I have seen some comments from Shane (Assuming Cheshire Brewhouse) on the Boak & Bailey blog regarding the multinational brewers selling beer into trade at £45 a Cask, this can only be the economy of scale that allows such a low margin and clearly shows why us small independent brewers NEED Small Brewers Relief to even come close to being competitive.

Back to the SIBA statement “Our members typically invest the relief in jobs, marketing and capital investment”, in all probable reality SIBA members typically use SBR to discount beer prices to be able to compete in the marketplace and work their arse’s off to be able to reinvest in people, process and equipment.

When I was first shown the pricing formula for McSpoons supply it was ABV x 30.1 + 74 = price per brewers barrel (4x Firkins in a Brewers Barrel)

Lets use Blonde 3.6% as an example:
That works out at £45.59 per 9 Gallon Firkin, put that beer in a Rental Ecask like if you were doing the JDW Festival (£7.50 each) and you have ZERO profit.
If the FULL duty rate is factored in the brewer is basically paying Spoons to sell their beer!
So what do we do?
We trade on quality not quantity, we keep things local and traceable, we design a recipe for flavour not cost, and NEVER sell to JDW or Tied PubCos.
I’m pretty sure someone more eloquent than myself could write this lot so as to make more coherent sense than I just have!

To sum up, what I am trying to illustrate is that Brewers & Bars all need to turn a profit to be able to stay in business and put back into their businesses, and that starts with the price of a pint so the bar takes their cut and then a reasonable amount filters back to the brewer.

Not forgetting that there a lot of other factors that are holding back the price of a pint as mentioned on twitter in tweets with Will Hawks, Business Rates, VAT, Fuel costs, Electricity & Gas costs, supermarket prices, Minimum wage on both sides for employers and employees etc… Its a complex mix!
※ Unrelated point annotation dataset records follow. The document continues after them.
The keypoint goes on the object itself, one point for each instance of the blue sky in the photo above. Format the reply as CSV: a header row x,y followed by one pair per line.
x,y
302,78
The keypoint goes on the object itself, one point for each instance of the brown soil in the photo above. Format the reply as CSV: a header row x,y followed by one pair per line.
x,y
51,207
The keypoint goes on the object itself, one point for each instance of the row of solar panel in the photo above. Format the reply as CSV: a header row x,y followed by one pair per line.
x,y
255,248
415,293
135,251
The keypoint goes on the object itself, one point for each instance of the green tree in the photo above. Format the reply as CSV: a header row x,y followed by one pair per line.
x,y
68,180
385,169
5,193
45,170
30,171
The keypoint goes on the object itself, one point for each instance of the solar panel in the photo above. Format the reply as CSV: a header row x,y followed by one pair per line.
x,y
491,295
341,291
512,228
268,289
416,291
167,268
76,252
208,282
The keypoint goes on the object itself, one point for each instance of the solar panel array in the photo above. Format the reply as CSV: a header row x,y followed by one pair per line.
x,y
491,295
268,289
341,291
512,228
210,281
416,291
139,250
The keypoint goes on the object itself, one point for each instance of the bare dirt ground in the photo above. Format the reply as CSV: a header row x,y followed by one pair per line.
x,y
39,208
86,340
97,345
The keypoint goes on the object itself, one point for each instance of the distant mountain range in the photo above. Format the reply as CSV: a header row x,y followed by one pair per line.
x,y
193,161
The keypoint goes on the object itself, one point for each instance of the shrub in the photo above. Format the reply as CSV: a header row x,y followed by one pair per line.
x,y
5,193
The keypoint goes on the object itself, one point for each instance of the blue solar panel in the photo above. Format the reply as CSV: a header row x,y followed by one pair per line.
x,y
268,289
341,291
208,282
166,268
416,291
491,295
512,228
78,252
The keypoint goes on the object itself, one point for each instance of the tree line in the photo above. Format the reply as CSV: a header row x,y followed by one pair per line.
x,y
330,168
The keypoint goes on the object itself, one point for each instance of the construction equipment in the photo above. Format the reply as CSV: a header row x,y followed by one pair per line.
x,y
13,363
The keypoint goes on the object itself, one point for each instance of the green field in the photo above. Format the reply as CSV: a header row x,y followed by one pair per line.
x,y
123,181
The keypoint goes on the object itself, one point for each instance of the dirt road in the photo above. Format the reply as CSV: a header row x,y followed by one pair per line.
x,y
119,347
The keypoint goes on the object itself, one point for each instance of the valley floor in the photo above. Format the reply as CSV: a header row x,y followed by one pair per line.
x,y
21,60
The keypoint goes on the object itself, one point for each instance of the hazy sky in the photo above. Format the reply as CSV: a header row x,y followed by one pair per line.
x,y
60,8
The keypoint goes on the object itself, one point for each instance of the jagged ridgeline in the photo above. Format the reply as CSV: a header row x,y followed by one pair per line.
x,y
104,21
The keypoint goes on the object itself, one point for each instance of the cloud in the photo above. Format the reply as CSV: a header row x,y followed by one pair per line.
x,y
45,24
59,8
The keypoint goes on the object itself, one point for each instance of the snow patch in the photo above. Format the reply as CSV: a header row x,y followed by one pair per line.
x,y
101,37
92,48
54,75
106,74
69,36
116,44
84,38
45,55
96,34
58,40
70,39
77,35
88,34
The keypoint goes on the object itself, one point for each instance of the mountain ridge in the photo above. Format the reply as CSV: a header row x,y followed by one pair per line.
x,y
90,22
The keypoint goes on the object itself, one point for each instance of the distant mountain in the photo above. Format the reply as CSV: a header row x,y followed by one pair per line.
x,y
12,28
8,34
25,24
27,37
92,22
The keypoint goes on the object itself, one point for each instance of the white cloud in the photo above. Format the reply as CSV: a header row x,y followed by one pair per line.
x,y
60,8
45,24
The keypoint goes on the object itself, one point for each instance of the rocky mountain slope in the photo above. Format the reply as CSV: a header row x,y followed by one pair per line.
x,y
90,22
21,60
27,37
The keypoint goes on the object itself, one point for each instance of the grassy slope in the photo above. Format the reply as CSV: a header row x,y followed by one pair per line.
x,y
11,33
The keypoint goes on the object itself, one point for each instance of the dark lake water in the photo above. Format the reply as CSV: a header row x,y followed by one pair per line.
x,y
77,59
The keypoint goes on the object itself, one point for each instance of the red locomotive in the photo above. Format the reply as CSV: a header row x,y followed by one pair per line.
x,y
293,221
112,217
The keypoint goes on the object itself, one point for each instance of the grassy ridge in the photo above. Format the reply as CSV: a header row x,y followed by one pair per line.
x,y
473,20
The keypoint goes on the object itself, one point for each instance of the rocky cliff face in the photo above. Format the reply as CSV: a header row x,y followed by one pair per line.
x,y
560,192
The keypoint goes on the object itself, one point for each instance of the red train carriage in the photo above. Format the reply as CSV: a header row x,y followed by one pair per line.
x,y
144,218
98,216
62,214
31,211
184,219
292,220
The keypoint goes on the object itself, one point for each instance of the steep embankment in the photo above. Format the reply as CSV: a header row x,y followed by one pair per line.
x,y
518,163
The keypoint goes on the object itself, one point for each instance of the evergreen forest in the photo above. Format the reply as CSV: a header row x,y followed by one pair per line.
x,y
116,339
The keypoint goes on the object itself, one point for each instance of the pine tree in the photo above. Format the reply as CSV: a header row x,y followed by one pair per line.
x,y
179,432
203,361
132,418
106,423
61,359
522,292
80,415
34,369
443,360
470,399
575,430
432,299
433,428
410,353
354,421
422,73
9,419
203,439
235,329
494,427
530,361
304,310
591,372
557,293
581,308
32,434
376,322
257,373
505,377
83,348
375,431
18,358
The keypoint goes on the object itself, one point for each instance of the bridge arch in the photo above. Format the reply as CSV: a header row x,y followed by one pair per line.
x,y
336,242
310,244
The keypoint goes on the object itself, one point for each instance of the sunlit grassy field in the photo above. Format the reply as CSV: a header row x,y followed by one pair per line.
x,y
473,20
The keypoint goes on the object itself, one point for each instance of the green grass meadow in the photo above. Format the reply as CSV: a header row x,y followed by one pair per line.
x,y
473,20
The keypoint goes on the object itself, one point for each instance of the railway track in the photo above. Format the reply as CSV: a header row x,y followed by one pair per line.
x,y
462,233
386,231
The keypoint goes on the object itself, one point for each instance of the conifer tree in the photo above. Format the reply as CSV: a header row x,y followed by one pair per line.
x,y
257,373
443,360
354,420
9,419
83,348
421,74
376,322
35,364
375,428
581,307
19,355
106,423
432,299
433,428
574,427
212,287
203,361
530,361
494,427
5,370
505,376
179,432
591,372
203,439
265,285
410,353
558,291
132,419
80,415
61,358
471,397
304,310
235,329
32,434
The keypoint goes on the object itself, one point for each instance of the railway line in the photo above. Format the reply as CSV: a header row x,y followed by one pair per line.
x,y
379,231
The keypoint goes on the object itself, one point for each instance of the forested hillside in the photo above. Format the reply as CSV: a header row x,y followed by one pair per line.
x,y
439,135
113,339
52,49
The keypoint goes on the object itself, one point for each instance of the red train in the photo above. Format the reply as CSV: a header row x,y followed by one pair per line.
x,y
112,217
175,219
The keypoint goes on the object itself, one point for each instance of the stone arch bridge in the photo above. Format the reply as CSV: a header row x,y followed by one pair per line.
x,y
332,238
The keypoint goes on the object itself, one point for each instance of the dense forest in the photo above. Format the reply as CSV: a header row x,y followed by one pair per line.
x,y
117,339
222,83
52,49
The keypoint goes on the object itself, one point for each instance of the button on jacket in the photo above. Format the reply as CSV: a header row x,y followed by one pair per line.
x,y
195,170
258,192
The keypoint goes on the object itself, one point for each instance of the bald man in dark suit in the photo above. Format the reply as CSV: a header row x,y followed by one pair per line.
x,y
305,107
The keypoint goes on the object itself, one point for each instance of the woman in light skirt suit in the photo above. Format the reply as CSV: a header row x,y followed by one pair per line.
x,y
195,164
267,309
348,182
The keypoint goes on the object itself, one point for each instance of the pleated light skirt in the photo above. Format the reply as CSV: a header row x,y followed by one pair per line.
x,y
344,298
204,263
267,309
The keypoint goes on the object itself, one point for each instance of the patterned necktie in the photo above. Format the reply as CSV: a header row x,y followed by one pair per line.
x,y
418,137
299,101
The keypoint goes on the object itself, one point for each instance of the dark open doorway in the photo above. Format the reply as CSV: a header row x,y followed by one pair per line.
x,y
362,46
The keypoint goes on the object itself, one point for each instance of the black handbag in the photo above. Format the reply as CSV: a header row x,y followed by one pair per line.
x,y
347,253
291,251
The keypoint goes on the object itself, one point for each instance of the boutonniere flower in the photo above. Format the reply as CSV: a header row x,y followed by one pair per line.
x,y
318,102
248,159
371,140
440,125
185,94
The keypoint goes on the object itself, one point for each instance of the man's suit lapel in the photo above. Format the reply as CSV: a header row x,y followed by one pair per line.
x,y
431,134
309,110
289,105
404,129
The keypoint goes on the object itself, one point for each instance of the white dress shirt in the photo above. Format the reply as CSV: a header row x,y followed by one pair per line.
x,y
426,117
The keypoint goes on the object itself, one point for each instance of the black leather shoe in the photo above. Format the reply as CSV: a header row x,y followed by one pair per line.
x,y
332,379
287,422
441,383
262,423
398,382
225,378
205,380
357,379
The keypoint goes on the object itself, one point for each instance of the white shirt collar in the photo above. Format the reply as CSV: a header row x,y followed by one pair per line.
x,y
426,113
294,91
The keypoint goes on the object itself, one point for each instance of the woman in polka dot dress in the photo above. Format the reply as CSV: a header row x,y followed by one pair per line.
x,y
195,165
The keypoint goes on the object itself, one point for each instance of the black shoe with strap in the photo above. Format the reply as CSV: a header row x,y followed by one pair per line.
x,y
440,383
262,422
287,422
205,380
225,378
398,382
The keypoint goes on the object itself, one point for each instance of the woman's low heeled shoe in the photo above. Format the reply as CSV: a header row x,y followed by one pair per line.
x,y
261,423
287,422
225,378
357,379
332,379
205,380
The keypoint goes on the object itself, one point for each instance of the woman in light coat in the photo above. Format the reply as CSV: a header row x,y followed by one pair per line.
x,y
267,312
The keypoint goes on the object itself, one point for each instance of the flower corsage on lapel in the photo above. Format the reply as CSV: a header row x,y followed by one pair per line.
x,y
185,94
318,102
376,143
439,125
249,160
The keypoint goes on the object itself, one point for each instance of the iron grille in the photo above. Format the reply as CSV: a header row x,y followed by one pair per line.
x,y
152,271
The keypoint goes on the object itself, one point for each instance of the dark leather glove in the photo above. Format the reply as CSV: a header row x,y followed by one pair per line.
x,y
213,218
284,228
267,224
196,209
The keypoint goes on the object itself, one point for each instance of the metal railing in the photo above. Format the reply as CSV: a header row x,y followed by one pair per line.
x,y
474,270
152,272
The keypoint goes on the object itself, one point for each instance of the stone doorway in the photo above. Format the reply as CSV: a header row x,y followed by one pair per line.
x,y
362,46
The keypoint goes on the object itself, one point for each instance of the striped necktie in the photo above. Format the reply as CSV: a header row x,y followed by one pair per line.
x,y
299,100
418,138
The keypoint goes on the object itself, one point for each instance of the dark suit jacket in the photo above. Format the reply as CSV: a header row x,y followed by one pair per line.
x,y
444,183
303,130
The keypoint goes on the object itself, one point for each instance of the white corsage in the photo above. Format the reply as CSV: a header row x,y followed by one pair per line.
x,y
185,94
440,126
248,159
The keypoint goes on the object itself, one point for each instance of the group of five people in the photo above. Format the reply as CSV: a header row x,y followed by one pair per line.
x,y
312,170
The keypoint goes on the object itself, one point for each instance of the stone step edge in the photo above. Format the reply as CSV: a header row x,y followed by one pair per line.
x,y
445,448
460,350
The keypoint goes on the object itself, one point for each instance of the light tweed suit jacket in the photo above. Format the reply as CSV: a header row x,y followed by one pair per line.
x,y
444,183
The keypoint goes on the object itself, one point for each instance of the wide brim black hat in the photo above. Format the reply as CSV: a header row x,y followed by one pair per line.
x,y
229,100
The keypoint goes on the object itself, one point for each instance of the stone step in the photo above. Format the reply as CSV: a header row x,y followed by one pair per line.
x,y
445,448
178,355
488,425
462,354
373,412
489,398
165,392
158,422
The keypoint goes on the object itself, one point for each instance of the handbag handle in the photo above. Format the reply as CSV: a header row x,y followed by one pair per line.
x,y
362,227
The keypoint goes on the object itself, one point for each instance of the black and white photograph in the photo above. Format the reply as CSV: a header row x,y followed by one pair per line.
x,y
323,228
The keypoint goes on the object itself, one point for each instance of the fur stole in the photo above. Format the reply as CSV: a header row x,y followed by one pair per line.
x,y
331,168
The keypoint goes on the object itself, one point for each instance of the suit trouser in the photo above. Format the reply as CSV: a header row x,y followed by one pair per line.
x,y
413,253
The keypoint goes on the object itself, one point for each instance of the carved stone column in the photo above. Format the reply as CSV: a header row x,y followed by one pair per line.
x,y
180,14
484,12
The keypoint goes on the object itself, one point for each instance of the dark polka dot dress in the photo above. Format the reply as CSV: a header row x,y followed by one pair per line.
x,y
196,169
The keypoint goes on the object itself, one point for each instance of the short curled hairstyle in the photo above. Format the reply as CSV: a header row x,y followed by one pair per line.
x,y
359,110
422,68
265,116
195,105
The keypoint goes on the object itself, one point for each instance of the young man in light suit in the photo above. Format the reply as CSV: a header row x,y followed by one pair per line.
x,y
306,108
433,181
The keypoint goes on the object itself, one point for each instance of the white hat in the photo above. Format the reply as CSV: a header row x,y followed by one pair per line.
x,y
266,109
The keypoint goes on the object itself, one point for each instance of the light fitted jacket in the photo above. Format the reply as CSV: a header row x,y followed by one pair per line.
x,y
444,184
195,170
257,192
Oh, and the SIBA recommendation to brewers that they should not use SBR to discount beer is turned on its head if you intend to sell via SIBA to Tied PubCo pubs using BeerFlex/DDS. This is actually kind of disturbing that the Association that is ‘For Brewers’ is its self helping Brewers sell too cheap at discounted rates thanks to SBR and Pubco pressure.
And lets no forget that every brewer or bar out there has completely different overheads.